The now published Italian edition was directed by Fabio Cavalli and was produced by the "Accademia Jaufre Rudel di studi medievali" in Gradisca, a town close by Santonino's former place of activity. Roberto Galgiardi's well-versed Italian translation is page by page opposite the text of the medieval Latin original. However, the original's numerous marginal notes have been left out in both versions, although many of them would be essential to understand the structure and the meaning of the text. On the other hand, the text is commented on and explained by numerous footnotes. After their frequency decreases throughout the "Itinerarium," they apparently came into being rather coincidentally. Many of them point out Santonino's idiomatic parallels to classical Latin. These footnotes are contributed by Angelo Floramo, Harald Krahwinkler, Fabio Cavalli, Marialuisa Cecere, G. Paolo Cecere, Donata Degrassi and Gianna Paolin. Most of these authors also give short introductory remarks concerning certain characteristics of the "Itinerarium" and its time. Oddly enough, the remarkable number of publications in German concerning Santonino's "Itinerarium" have been regarded rather incompletely, in the introductions as well as in the footnotes.

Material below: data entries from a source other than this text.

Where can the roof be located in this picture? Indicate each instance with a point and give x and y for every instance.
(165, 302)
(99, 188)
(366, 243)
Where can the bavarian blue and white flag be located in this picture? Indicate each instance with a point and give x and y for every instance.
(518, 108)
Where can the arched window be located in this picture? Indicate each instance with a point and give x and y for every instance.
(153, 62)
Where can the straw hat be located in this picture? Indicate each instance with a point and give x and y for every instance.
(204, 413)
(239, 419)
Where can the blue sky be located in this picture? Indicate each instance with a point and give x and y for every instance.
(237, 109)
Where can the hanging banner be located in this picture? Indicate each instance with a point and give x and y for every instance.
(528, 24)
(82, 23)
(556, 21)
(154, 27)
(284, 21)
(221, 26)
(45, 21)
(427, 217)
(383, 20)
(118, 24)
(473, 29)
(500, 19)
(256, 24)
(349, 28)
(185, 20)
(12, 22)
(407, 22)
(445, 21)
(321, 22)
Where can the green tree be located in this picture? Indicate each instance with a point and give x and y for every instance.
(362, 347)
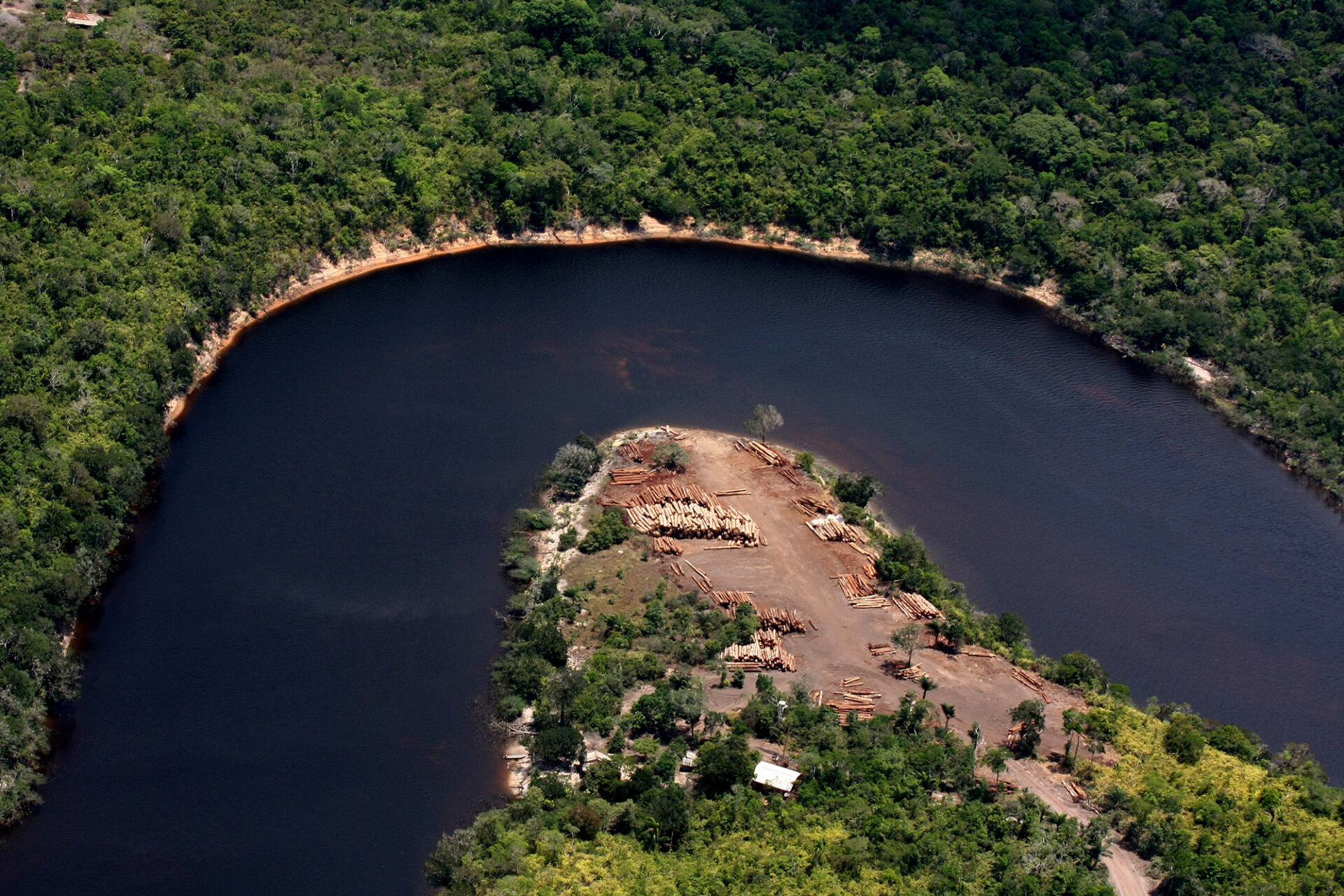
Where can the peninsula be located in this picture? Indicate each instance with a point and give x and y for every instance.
(721, 660)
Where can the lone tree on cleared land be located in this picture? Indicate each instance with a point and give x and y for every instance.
(907, 638)
(764, 421)
(1031, 716)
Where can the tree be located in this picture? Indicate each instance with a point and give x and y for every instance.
(907, 638)
(671, 456)
(1030, 715)
(721, 764)
(1184, 738)
(996, 761)
(1074, 724)
(565, 688)
(857, 488)
(764, 421)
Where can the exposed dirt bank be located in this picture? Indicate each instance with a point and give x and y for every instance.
(403, 250)
(793, 568)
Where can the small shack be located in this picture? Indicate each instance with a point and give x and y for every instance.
(772, 777)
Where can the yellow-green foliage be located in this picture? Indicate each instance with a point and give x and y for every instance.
(1219, 822)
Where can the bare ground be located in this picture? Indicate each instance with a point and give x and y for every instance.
(794, 570)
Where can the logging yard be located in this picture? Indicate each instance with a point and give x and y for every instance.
(742, 526)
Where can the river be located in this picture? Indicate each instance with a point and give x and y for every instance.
(280, 691)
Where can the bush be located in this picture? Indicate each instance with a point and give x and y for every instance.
(562, 745)
(723, 763)
(1078, 671)
(608, 531)
(1184, 738)
(857, 488)
(671, 456)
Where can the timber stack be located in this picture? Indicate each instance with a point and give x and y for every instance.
(854, 586)
(834, 528)
(632, 476)
(753, 657)
(1031, 681)
(765, 453)
(916, 606)
(813, 507)
(692, 517)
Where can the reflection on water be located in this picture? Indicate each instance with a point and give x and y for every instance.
(280, 694)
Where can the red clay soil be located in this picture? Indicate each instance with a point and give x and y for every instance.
(794, 570)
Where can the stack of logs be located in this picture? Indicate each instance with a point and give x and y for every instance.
(638, 451)
(765, 453)
(834, 528)
(690, 512)
(862, 703)
(1031, 681)
(777, 618)
(916, 606)
(813, 507)
(632, 476)
(854, 586)
(755, 657)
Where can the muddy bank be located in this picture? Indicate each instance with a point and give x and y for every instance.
(396, 251)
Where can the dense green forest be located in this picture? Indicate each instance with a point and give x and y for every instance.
(1175, 166)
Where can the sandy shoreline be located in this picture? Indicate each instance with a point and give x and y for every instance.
(388, 254)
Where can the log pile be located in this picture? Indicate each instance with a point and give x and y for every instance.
(813, 507)
(873, 554)
(854, 586)
(701, 578)
(671, 492)
(979, 652)
(916, 606)
(753, 657)
(766, 453)
(834, 528)
(689, 517)
(780, 620)
(636, 451)
(732, 598)
(848, 701)
(1031, 681)
(632, 476)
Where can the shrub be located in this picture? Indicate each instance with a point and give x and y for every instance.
(671, 456)
(857, 488)
(562, 743)
(608, 531)
(1184, 738)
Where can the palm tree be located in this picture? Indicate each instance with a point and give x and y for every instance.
(996, 761)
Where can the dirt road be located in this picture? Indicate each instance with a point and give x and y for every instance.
(1128, 872)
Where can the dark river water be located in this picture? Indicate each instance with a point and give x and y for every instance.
(280, 692)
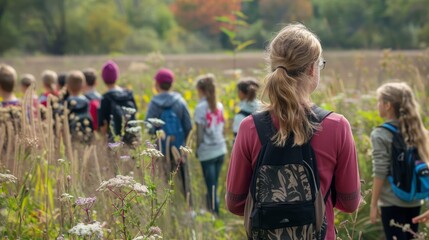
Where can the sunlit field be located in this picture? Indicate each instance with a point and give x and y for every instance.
(51, 172)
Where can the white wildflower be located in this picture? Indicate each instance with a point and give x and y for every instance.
(135, 129)
(87, 230)
(115, 145)
(120, 182)
(160, 134)
(152, 152)
(125, 157)
(148, 125)
(139, 188)
(7, 178)
(155, 231)
(85, 201)
(130, 111)
(156, 122)
(185, 149)
(135, 122)
(65, 197)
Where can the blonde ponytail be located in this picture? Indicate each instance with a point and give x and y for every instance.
(407, 111)
(291, 56)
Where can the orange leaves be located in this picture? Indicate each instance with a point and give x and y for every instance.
(201, 15)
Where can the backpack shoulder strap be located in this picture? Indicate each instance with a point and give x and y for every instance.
(264, 126)
(319, 114)
(390, 127)
(244, 113)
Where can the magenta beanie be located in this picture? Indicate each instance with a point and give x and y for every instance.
(164, 75)
(110, 72)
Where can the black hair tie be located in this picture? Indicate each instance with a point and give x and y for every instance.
(284, 68)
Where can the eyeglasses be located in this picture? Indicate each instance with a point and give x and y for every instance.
(322, 64)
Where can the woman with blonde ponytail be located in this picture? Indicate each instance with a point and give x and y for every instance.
(398, 107)
(294, 64)
(211, 147)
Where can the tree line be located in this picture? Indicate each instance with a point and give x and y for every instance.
(176, 26)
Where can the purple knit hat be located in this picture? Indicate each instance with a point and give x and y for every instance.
(110, 72)
(164, 75)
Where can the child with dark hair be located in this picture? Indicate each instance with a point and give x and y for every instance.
(247, 89)
(91, 94)
(63, 94)
(80, 121)
(116, 104)
(170, 107)
(26, 81)
(90, 83)
(211, 146)
(62, 79)
(50, 81)
(398, 106)
(7, 84)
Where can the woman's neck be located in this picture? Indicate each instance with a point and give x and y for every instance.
(8, 97)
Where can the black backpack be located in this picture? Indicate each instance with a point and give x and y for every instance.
(409, 176)
(285, 187)
(119, 102)
(80, 120)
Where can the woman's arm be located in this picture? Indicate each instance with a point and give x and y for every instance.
(347, 180)
(380, 167)
(376, 189)
(240, 169)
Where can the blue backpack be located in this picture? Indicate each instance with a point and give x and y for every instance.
(173, 129)
(409, 176)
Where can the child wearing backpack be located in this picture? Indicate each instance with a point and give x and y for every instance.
(247, 89)
(304, 157)
(170, 107)
(7, 84)
(400, 147)
(91, 94)
(80, 121)
(117, 105)
(211, 146)
(50, 80)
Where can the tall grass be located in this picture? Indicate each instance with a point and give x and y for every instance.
(48, 164)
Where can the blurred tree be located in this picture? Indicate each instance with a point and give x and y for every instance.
(251, 9)
(200, 15)
(107, 30)
(275, 12)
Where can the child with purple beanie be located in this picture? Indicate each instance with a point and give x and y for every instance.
(117, 104)
(170, 107)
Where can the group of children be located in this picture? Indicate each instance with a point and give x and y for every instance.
(74, 94)
(88, 110)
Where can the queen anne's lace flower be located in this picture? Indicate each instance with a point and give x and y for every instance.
(185, 149)
(87, 230)
(120, 182)
(140, 188)
(85, 201)
(152, 152)
(136, 129)
(115, 145)
(156, 122)
(65, 197)
(136, 122)
(7, 178)
(129, 110)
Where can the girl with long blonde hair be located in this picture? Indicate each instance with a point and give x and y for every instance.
(294, 64)
(211, 146)
(398, 107)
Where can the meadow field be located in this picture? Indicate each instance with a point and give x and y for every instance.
(52, 173)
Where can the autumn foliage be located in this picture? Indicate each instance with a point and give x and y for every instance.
(200, 15)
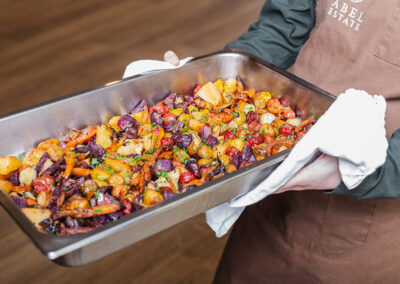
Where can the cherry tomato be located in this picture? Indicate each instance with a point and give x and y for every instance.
(169, 117)
(254, 126)
(167, 143)
(231, 151)
(255, 139)
(167, 189)
(301, 134)
(275, 101)
(252, 116)
(268, 139)
(286, 129)
(187, 177)
(284, 101)
(198, 87)
(160, 108)
(289, 114)
(43, 183)
(229, 135)
(128, 207)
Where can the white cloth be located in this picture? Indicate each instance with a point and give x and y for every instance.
(143, 66)
(352, 129)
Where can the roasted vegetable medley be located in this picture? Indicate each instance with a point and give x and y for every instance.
(101, 173)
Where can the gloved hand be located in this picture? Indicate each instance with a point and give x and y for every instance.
(352, 130)
(143, 66)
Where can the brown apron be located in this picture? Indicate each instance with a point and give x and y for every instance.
(312, 237)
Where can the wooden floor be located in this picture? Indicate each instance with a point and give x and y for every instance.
(52, 48)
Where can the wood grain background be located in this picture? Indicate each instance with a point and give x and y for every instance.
(53, 48)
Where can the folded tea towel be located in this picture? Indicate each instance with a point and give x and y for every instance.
(352, 129)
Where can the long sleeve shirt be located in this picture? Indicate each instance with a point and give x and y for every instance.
(277, 37)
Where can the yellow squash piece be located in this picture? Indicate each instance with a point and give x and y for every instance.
(36, 215)
(9, 165)
(103, 136)
(210, 94)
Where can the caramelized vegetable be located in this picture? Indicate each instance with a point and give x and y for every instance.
(74, 184)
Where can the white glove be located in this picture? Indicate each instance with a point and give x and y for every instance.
(352, 129)
(143, 66)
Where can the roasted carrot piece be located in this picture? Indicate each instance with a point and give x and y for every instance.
(86, 134)
(70, 163)
(81, 172)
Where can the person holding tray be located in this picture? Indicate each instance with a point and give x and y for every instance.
(305, 235)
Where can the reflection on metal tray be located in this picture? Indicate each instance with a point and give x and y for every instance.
(56, 118)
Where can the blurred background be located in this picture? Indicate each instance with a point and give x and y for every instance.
(50, 49)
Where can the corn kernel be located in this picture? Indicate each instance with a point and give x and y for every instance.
(113, 123)
(261, 99)
(224, 159)
(100, 174)
(220, 85)
(238, 144)
(230, 168)
(202, 162)
(192, 108)
(240, 119)
(230, 85)
(184, 118)
(177, 111)
(138, 116)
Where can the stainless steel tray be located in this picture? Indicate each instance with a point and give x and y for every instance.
(22, 131)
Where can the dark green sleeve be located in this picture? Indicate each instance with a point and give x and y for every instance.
(280, 32)
(384, 182)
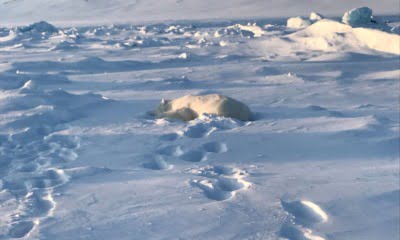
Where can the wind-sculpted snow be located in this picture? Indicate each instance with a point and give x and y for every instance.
(82, 155)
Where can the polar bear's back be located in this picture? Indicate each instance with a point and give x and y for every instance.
(195, 106)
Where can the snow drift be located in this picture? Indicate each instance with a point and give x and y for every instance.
(190, 107)
(328, 35)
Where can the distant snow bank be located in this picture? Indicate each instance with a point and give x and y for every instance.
(80, 12)
(358, 30)
(328, 35)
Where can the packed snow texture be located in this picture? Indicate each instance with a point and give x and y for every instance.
(190, 107)
(82, 157)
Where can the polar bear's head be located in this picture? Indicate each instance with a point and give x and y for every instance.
(165, 106)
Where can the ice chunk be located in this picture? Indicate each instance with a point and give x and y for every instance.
(39, 27)
(298, 22)
(358, 16)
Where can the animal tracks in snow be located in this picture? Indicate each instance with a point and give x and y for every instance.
(302, 215)
(222, 183)
(215, 147)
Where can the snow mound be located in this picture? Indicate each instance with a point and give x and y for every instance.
(248, 31)
(298, 22)
(358, 16)
(190, 107)
(316, 16)
(395, 30)
(39, 27)
(328, 35)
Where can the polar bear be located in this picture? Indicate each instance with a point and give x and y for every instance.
(190, 107)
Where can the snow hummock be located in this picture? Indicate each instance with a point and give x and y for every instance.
(39, 27)
(316, 16)
(358, 16)
(190, 107)
(329, 35)
(298, 22)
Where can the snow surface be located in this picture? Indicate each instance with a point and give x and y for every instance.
(81, 157)
(84, 12)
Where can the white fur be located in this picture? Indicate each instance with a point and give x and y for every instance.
(190, 107)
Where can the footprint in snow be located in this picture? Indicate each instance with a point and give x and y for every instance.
(223, 182)
(302, 216)
(158, 163)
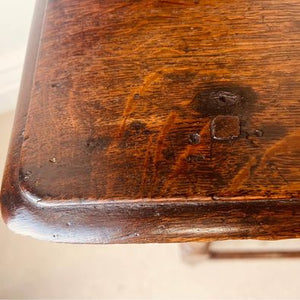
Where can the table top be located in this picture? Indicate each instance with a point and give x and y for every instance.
(158, 121)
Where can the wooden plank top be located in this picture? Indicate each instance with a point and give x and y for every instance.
(158, 121)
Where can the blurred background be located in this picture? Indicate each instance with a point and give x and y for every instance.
(35, 269)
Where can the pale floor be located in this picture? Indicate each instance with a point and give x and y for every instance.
(35, 269)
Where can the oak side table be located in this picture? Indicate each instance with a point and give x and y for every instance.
(157, 121)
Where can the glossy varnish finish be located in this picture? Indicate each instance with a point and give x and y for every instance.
(158, 121)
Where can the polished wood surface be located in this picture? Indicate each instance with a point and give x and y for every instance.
(158, 121)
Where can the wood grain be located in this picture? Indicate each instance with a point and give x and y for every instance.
(158, 121)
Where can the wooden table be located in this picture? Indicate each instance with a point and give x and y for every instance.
(157, 121)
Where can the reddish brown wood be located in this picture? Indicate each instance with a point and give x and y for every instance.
(158, 121)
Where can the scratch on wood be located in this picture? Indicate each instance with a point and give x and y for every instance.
(161, 141)
(145, 166)
(181, 160)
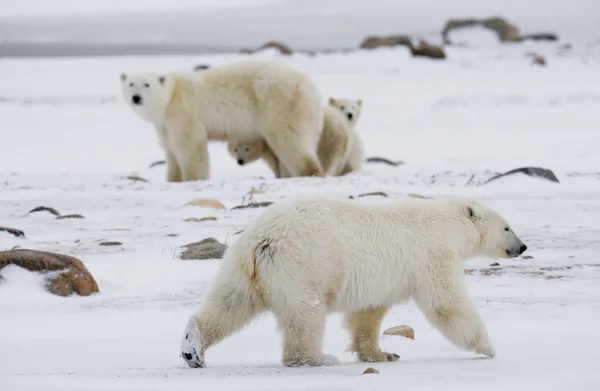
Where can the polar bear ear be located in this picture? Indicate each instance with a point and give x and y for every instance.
(473, 211)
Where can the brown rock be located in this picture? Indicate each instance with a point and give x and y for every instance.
(427, 50)
(74, 277)
(506, 31)
(402, 330)
(73, 216)
(385, 41)
(371, 370)
(207, 202)
(45, 208)
(13, 231)
(209, 248)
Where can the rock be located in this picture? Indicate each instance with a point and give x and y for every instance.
(13, 231)
(384, 160)
(157, 163)
(539, 37)
(402, 330)
(209, 248)
(281, 47)
(72, 216)
(74, 277)
(386, 41)
(110, 244)
(506, 31)
(380, 193)
(196, 220)
(207, 202)
(371, 370)
(45, 208)
(531, 171)
(427, 50)
(136, 178)
(253, 205)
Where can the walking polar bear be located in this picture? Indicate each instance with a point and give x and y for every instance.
(340, 148)
(247, 101)
(306, 257)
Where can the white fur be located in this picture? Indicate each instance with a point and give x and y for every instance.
(306, 257)
(244, 101)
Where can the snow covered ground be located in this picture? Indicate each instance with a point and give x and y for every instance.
(67, 140)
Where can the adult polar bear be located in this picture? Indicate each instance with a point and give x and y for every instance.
(242, 101)
(305, 257)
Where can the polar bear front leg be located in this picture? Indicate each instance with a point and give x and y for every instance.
(446, 304)
(364, 326)
(173, 169)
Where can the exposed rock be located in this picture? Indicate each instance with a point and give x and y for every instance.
(13, 231)
(74, 276)
(402, 330)
(209, 248)
(207, 202)
(72, 216)
(380, 193)
(136, 178)
(539, 37)
(197, 220)
(384, 160)
(531, 171)
(111, 244)
(427, 50)
(157, 163)
(506, 31)
(386, 41)
(253, 205)
(45, 208)
(371, 370)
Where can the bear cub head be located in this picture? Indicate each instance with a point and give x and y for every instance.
(146, 93)
(497, 239)
(349, 108)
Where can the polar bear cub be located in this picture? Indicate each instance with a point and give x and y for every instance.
(247, 100)
(306, 257)
(340, 149)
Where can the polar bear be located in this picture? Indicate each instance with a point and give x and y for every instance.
(308, 256)
(340, 149)
(246, 100)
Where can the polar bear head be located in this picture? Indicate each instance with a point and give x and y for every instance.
(247, 152)
(350, 108)
(147, 94)
(497, 239)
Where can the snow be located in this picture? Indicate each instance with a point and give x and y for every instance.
(68, 140)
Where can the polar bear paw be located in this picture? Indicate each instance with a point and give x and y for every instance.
(191, 346)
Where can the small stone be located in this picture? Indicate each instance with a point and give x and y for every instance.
(209, 248)
(72, 216)
(111, 244)
(207, 202)
(371, 370)
(197, 220)
(45, 208)
(402, 330)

However, the editors' intention was not to work out a critical or a "definitive" translation but to unfold that plentiful historical evidence to readers amongst its author's cultural offsprings. In consequence, for the interests of scholars none of the translations available can replace the original edition. Even more inadequate would be reading or using Santonino's "Itinerarium" as evidence of daily life and common reality. Because in fact Santonino got in touch with the upper classes mainly, and nowhere he experienced or described normal conditions but explicitly the festive mood of all these hosts and their extraordinary hospitality towards a strongly desired bishop. After this szenario happened day by day in other places, uncritical readers would easily drop into errors and wrong conclusions; for example, Germans would have daily eaten and drunk excessively. In this respect, the editors should have paid more attention to the confrontation with foreigness.

Nevertheless, or probably better: therefore, the Italian translation might provide Santonino's precious and lovely "Itinerarium" a lot of new friends.